NZ Dairy CowsThe degeneration of the New Zealand Dairy Industry is happening fast. New Zealand, by fault of its expanding diary production and the industrialisation of farming as a practice, is becoming a significant supporter of deforestation in places like Malaysia. Native jungles are cleared for the production of palm kernel products, and the majority of dairy herd feed supplementation in New Zealand contains palm kernel expeller. So not only is the dairy industry destroying and polluting natural water ways in New Zealand, it is also destroying jungles in far away lands.

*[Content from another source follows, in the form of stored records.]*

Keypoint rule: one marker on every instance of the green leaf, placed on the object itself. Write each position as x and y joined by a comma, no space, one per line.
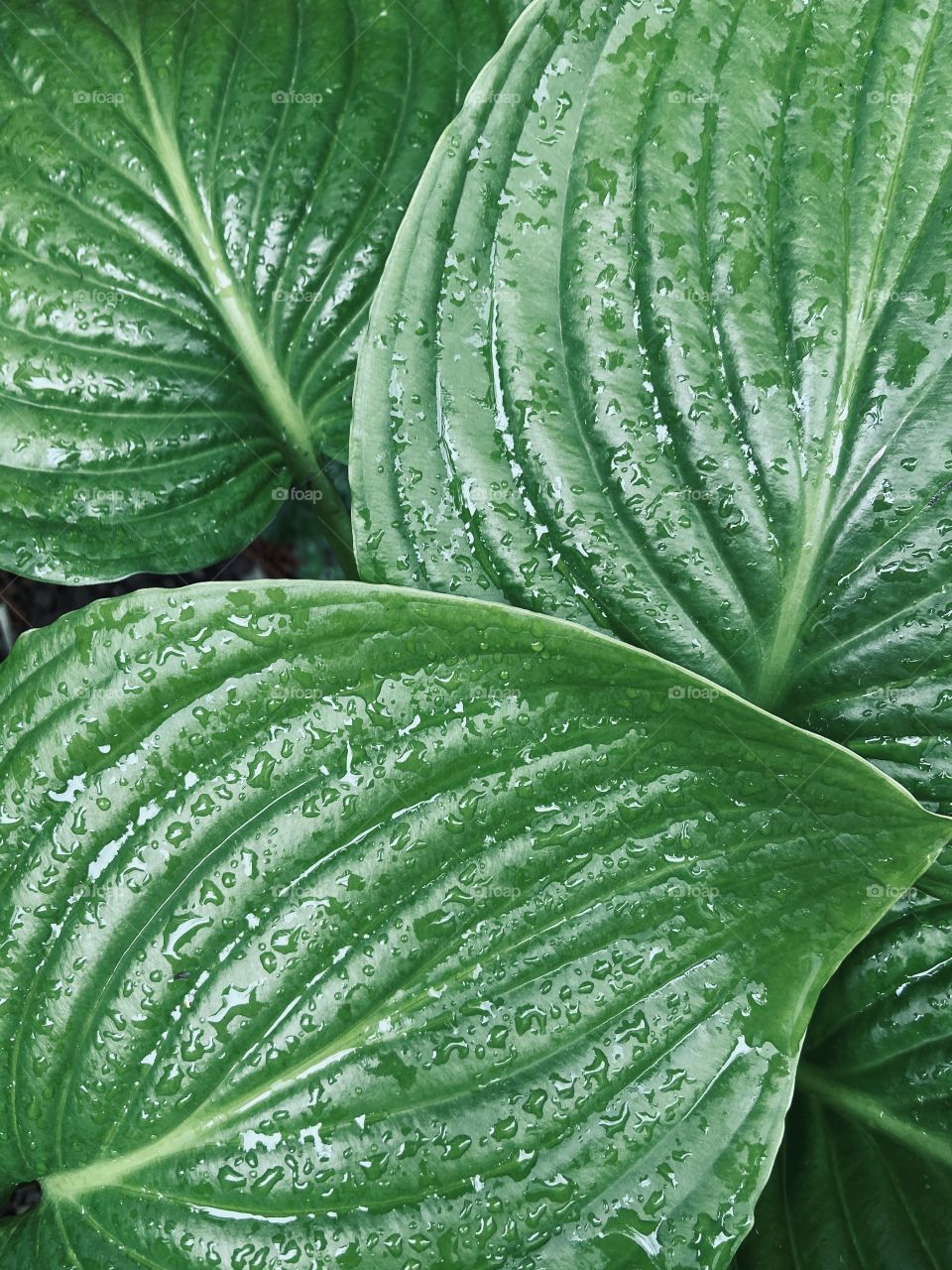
865,1174
198,198
667,353
345,925
665,347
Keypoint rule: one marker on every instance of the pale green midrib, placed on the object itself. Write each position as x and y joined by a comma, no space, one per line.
198,1129
869,1111
284,412
794,606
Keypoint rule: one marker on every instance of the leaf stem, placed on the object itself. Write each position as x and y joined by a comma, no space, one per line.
334,521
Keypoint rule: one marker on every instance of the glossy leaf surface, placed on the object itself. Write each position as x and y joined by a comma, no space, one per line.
664,347
865,1174
345,925
197,202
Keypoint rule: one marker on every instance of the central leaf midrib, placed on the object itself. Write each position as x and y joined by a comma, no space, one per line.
871,1112
282,411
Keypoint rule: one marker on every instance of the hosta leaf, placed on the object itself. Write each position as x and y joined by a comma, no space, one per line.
664,347
667,352
344,926
865,1174
197,202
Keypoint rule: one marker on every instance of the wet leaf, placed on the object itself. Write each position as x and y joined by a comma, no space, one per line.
664,348
197,202
666,352
865,1173
344,925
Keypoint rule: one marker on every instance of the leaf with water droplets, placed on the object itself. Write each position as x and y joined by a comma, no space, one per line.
197,202
664,347
865,1174
666,350
345,925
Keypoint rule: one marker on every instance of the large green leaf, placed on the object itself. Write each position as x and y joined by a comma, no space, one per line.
865,1175
197,199
344,926
667,352
666,349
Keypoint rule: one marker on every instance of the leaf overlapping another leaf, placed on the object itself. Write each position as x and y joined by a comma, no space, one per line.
198,198
667,352
333,931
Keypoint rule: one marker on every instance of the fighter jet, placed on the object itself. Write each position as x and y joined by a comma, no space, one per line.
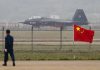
79,19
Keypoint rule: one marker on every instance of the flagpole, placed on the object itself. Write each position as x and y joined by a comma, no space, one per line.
74,57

New Zealand was for a long time renowned as having some of the highest quality milk and dairy products in the world. Relative to the dairy industry in most other industrialised countries, New Zealand dairy is likely still some of the finest to be found in large commercial quantities, but it is going downhill… fast. Our milk is, thankfully, still devoid of antibiotics and artificial growth hormones (unlike US milk), but the milk we find for sale today in New Zealand is a far cry from the milk our parents and grandparents had access to.

Adulteration and dilution

Gone are the days of New Zealand dairy being exclusively grass-fed. Significant evidence indications milk has the best health properties when from grass-fed cows. Feed them anything else, and it’s goes against nature, and stuffs up the health fat profile found in natural dairy. It is common practice to supplement dairy cow feed with formulas containing palm kernel expeller, among other things. Something else many New Zealanders don’t realise is that common New Zealand milk is intentionally adulterated and diluted. Aside from the potential health-related evils of pasteurisation and homogenisation, New Zealand milk is now a standardised product. Protein is removed (and sold off in as a raw material for other products), and then other milk solids (typically the sugars permeate and lactose, left over from cheese production) are added into the milk to bring the milk back to the consistency consumers are accustomed to. It might have a favorable consistency (might), but it certain doesn’t have the same natural composition as “real” milk. The industry (Fonterra, essentially) calls this “standardisation” (of the protein levels through the year), but many argue it is simply a way to generate an additional revenue stream by selling milk protein, and increasing profits on milk (by effectively diluting it). What comes out of the cows udder and what you likely find in your milk carton are two quite different products. [Highly recommended reading: How Green – and real – is your milk? http://bit.ly/1nK5BEn]

Palm kernel expeller can also be detrimental to the cows who eat it. It’s not uncommon for PKE feed products to be contaminated with things like metal fragments. This has become enough of an issue that since April 2014 PKE coming into New Zealand will have to undergo mandatory screening. [Recommended reading: http://bit.ly/1nK4hRM]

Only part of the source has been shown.